Sunday, February 22, 2009
I have three herniated disks in my lower back. I developed them by carrying too much weight on my shoulder for the decade I lived in New York City. I was hospitalized for them when I developed a nasty case of sciatica, diagnosed with an MRI and released from the hospital to organize my own surgery. Luckily, a friend suggested that I see a sports doctor friend of hers, and this lovely man started me walking. The more active I was, the less my back hurt. In New York I walked the 6 miles home from work three or more times a week. When I moved to Los Angeles, I started walking in the hills to keep active.
Then, in 2003 I discovered marathon walking. I walked the Santa Barbara Half Marathon, the Honolulu Full Marathon, the Phoenix Half Marathon and then a stint of annual Half marathons with Team Believe, a wonderful non-fundraising team out of Westlake Village.
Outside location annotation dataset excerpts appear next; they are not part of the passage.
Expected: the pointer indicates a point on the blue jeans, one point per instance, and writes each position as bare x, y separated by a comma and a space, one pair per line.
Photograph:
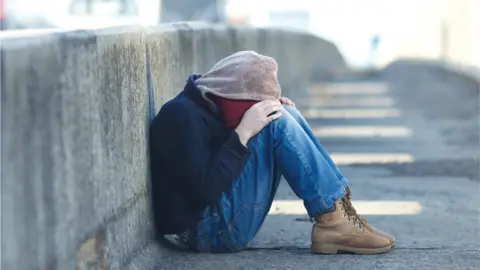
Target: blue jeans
287, 147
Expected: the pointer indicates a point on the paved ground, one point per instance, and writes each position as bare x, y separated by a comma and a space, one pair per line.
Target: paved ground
411, 152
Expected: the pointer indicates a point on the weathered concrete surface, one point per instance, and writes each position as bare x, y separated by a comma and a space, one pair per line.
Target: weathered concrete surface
435, 194
75, 112
74, 171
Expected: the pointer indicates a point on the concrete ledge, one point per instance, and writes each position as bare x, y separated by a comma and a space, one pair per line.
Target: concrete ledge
455, 75
75, 113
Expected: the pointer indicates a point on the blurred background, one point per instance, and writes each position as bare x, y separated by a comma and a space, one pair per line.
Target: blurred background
369, 33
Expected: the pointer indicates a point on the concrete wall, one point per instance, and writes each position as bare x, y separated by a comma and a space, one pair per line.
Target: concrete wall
75, 109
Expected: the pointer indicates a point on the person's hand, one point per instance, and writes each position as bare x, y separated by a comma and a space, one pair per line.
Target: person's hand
287, 101
257, 117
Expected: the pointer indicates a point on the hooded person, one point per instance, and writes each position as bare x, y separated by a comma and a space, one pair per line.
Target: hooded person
214, 186
237, 82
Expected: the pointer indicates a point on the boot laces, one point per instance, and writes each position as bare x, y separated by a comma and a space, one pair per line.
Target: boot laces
351, 213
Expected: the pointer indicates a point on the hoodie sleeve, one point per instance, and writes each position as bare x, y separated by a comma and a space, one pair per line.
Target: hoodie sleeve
183, 141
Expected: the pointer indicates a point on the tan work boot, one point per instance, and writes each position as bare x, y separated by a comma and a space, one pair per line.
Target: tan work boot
367, 225
344, 231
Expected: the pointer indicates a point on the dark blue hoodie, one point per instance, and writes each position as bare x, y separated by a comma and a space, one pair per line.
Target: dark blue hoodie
194, 158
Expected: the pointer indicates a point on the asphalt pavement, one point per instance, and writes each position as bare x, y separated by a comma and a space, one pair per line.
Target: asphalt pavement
411, 152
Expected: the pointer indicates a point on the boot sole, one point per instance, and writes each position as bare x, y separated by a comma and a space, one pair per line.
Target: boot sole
335, 249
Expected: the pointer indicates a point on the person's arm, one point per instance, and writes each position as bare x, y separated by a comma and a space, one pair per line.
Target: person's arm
185, 138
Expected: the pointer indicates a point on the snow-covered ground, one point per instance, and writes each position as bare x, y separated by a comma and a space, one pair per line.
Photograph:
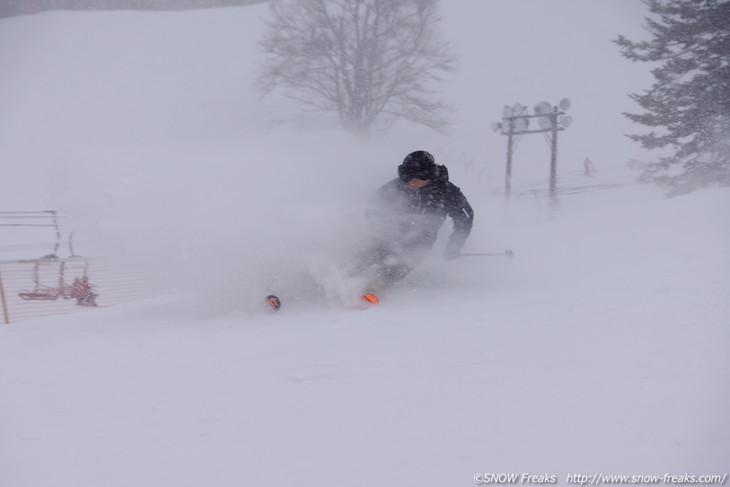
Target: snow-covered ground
602, 347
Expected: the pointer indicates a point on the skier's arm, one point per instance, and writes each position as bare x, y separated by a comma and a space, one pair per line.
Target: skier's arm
462, 215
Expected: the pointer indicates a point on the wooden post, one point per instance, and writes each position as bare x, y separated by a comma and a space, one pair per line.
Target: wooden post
6, 318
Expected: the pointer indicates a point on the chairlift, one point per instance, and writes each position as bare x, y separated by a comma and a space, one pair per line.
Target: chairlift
80, 289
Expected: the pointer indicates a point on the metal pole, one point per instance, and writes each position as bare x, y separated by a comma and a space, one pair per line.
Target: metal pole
6, 318
510, 148
554, 158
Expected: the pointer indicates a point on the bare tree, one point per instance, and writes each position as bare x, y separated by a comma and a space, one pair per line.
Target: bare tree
369, 61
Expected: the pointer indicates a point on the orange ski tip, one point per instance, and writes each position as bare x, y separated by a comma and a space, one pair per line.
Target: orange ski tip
273, 301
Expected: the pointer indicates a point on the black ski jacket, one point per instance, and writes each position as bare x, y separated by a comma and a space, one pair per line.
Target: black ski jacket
411, 219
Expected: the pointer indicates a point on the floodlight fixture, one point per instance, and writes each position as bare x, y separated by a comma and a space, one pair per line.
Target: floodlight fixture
543, 108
But the whole time I was training, I developed a slew of problems...the first year I had shin splints, the second year I developed blisters regardless of the socks and seemingly the shoes I was wearing, the third year it was a weird knee thing, last year I took a break from distance walking, as I had developed plantar faschitis. I wondered what the heck was going on and ultimately, it came down to my feet. What was going on.
I headed back to the local running store and met with the owner to talk about shoes. I had been fitted for shoes every year and I realized that if they felt OK I'd bought them and never considered that they needed to work for the long-haul and not just for the test walk at the store. I brought in the shoes and we went over the wear patterns and supports I was using as well as the socks and overall fit. Even with the worn shoes, he could tell that the blister pattern aligned with the decals sewn on the shoes. That the ride of one was too low for the height of my arch, that I was tying my shoes too tight rather than using a hell-lock and that impeded the blood flow in my feet.
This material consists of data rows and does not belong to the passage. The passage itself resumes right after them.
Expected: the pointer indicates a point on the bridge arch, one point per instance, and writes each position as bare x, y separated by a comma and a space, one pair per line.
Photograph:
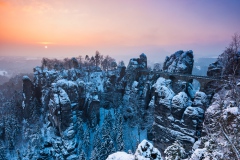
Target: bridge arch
196, 84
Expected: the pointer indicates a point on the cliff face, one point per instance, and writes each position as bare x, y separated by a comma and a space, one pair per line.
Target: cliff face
221, 127
86, 111
179, 62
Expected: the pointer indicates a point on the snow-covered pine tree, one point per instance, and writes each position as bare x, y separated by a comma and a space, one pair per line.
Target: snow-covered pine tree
175, 151
94, 154
86, 139
120, 143
107, 148
80, 127
2, 151
97, 138
82, 156
19, 157
107, 125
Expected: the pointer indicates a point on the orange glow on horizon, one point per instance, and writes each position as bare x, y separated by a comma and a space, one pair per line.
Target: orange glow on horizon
111, 24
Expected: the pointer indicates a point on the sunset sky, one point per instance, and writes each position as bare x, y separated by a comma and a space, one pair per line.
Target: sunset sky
121, 29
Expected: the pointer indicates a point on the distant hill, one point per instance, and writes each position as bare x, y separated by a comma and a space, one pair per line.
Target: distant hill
201, 66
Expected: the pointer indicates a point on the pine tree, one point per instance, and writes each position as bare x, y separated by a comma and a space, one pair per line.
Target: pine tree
19, 155
107, 125
86, 139
175, 151
82, 156
94, 154
120, 143
2, 151
97, 138
80, 128
107, 148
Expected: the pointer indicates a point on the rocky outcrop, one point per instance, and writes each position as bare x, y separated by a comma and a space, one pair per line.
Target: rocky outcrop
138, 63
177, 117
28, 96
145, 151
179, 62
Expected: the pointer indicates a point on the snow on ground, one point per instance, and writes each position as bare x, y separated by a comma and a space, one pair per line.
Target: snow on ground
145, 151
3, 73
120, 156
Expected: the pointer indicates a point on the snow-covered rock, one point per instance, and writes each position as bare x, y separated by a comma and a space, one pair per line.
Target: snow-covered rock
145, 151
180, 62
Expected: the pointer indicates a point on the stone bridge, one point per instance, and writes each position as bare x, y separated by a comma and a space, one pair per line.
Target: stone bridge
203, 80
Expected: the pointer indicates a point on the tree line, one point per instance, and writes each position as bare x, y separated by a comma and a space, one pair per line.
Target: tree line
96, 62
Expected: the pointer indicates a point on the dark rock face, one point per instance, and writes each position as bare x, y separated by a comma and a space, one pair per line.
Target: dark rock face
176, 116
215, 69
138, 63
179, 110
180, 62
70, 94
28, 93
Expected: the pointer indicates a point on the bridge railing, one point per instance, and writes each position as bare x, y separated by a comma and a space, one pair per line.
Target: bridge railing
220, 78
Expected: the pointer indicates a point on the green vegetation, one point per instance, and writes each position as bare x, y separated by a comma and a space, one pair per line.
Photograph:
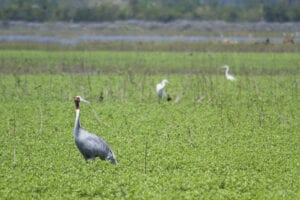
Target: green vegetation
240, 141
157, 10
156, 46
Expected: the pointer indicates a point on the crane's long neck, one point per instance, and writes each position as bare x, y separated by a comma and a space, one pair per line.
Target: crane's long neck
77, 120
227, 71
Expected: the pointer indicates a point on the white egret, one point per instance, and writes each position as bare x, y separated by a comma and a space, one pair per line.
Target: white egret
228, 76
160, 88
90, 145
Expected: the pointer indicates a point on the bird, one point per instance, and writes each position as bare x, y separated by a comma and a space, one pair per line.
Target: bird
160, 88
228, 76
90, 145
169, 98
101, 98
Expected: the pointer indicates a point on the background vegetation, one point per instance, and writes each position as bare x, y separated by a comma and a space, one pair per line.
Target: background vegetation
156, 10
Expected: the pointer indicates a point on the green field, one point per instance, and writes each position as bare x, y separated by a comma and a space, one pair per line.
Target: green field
223, 140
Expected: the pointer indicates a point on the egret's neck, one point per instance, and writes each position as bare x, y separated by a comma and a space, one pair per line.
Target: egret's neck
77, 119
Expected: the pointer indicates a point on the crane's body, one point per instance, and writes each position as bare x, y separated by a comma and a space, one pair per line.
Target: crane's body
228, 76
90, 145
160, 88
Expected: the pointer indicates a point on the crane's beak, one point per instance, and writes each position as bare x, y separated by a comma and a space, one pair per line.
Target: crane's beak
83, 100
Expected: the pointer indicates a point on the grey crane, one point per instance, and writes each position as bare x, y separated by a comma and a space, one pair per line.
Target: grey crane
90, 145
160, 88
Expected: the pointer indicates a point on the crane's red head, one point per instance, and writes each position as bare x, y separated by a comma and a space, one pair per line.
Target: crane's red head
77, 100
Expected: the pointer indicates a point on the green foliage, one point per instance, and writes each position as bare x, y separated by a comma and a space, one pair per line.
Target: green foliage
241, 141
167, 10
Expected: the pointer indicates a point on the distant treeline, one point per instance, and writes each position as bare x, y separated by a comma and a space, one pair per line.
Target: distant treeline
157, 10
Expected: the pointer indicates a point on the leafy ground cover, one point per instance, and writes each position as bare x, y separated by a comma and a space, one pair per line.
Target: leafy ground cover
223, 140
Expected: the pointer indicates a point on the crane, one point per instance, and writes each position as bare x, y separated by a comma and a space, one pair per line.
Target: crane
90, 145
160, 88
228, 76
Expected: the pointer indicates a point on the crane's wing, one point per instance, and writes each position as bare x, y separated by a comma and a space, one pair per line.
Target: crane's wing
92, 145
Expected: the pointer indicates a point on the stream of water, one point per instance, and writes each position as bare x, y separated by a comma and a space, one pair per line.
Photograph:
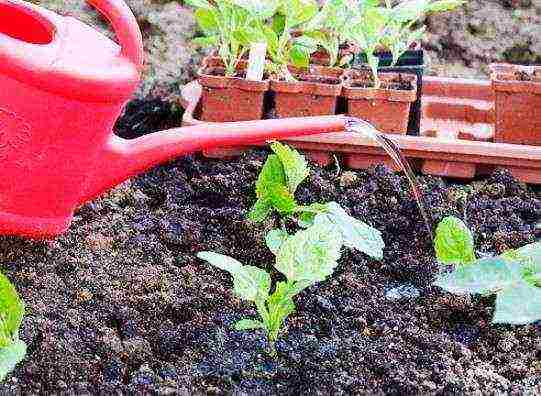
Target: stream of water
366, 129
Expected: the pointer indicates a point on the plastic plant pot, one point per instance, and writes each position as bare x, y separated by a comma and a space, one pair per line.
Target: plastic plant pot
229, 98
411, 62
313, 93
387, 107
517, 91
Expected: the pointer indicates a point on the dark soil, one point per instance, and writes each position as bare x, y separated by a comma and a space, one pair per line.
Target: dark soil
120, 304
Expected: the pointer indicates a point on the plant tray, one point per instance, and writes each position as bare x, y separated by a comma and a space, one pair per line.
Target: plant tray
457, 126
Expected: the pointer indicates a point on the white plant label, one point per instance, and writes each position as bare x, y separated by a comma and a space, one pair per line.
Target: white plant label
256, 62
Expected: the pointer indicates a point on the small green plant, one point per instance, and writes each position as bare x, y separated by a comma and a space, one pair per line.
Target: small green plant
228, 25
514, 276
283, 45
12, 349
392, 28
276, 185
305, 258
333, 25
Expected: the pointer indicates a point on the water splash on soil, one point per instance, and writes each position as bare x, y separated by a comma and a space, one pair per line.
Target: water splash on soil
366, 129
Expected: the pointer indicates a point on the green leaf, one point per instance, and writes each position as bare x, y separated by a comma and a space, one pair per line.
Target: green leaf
11, 312
275, 238
280, 305
310, 255
271, 186
205, 41
356, 234
300, 56
249, 324
260, 211
484, 276
10, 356
294, 165
454, 242
518, 305
271, 175
247, 36
206, 19
260, 9
249, 282
281, 199
529, 257
198, 3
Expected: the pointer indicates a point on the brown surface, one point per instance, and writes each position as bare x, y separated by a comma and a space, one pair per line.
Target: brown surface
518, 104
388, 107
523, 160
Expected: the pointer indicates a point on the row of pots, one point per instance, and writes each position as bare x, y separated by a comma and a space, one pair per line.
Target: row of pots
318, 91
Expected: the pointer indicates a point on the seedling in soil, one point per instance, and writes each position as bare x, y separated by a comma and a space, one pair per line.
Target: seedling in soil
283, 47
12, 350
514, 276
391, 28
305, 258
229, 26
333, 25
280, 177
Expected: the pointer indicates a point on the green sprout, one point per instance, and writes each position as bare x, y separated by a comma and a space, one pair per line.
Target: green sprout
514, 276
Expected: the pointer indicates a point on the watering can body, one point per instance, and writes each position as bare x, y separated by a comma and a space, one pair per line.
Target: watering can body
62, 87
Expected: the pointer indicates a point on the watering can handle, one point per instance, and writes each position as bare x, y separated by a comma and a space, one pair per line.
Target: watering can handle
125, 26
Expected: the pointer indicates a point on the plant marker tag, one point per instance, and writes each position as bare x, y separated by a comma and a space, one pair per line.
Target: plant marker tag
256, 62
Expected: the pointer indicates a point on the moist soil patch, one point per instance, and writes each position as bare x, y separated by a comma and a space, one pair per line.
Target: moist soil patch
120, 304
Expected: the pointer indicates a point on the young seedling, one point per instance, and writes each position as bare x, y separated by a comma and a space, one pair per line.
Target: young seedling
514, 276
305, 258
280, 177
391, 28
229, 26
284, 47
333, 26
12, 349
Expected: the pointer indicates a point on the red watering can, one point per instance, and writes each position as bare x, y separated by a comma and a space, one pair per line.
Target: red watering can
62, 87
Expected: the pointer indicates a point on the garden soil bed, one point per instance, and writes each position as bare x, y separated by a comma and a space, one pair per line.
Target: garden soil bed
121, 304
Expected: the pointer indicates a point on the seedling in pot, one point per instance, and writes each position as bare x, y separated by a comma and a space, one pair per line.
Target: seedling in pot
514, 276
391, 28
333, 26
229, 26
276, 185
306, 258
285, 48
12, 349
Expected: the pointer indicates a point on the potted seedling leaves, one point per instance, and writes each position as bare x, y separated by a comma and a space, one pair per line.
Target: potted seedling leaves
514, 276
332, 28
12, 349
517, 90
226, 94
298, 89
385, 99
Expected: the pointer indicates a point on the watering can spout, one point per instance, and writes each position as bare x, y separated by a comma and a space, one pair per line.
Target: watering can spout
121, 159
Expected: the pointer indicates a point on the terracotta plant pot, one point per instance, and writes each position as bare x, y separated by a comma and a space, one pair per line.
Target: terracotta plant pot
314, 93
517, 91
387, 107
321, 57
229, 98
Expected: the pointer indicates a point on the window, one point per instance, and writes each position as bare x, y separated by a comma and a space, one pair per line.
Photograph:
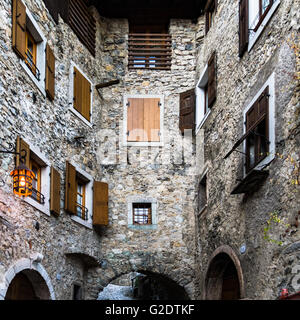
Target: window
38, 163
143, 116
80, 94
257, 141
77, 292
205, 93
210, 12
202, 195
31, 46
254, 16
142, 213
86, 200
149, 46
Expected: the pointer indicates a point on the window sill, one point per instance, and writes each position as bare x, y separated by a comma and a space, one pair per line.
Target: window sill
81, 117
82, 222
39, 84
41, 207
203, 121
262, 25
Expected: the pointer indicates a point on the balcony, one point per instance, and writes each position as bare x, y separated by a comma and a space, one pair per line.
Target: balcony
149, 51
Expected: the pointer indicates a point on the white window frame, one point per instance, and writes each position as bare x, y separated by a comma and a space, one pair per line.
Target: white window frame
253, 39
71, 94
271, 83
88, 199
144, 143
200, 100
45, 177
37, 34
154, 210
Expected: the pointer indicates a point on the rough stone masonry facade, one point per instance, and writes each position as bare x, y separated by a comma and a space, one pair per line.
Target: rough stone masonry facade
234, 224
182, 242
66, 246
I had seen a physical therapist about the plantar problem and while he taped my foot, it didn't seem to help. I was considering a podiatrist to make me orthotics, when my shoes wore out. I'd loved these shoes - men's shoes with a wide toe box and moderate pronation support. They'd felt like slippers out on the course. However, when I wanted a new pair, they no longer carried the line so I had to switch to a pair of Saucony shoes. They felt good, they looked used (since they are gray) and I hate that electric white NEW SHOE look, and I decided to give them a shot.
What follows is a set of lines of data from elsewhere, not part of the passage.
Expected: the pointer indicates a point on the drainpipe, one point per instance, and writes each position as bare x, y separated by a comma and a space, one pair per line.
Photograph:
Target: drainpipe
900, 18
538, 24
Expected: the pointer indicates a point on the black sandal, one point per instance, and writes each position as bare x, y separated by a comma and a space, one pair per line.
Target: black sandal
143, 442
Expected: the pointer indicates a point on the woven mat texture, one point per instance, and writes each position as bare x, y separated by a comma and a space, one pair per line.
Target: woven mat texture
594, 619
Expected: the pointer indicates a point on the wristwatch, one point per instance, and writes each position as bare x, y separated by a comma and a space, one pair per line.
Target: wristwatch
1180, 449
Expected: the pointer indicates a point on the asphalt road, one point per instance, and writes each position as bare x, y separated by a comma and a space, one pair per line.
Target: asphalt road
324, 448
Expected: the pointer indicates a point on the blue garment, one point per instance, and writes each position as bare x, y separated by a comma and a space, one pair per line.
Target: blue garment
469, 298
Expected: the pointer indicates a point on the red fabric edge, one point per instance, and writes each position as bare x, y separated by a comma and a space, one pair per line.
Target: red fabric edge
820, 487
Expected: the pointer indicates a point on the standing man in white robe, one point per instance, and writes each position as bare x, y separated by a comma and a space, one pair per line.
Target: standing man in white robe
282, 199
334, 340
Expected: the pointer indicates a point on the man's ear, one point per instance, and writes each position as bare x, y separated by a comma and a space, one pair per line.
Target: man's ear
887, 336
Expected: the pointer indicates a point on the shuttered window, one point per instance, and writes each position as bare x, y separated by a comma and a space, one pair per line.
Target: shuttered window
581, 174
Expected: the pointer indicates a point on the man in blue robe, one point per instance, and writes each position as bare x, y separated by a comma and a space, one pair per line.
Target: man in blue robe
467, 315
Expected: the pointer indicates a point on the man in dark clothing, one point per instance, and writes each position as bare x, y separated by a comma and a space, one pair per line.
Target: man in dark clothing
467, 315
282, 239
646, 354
I had flown to Greece in October and after 12 hours on a plane, I walked off in Athens with the worst foot pain I'd ever experienced. The pain was almost bad enough that I couldn't walk. I do a lot of traveling and was convinced that I could find my way to my hotel using public transportation. I regretted the decision to go it on my own when I ended up walking a few miles with my backpack and it was very painful.
Well, after buying the Saucony's I am thrilled to report that after a week in the new shoes that I have had NO Plantar pain at all. I realize that this is not the case for many people, but I was fortunate that this worked for me. I do wear two shoe inserts for extra arch support, which a chiropractor has given me a tentative thumbs up to do, as I am not showing any signs of structural stress because of it.
Today we started training for the Wine Country Half Marathon which will take place in May. I have been upping the amount of distance I cover in my own training sessions, and will accelerate these distances with the team over the next several weeks. Both walking, or running at the gym, I have had absolutely no foot pain at all. I like the shoes so well that I bought another pair as a back-up this moring.
I am very excited to be starting this season fresh and with no pain.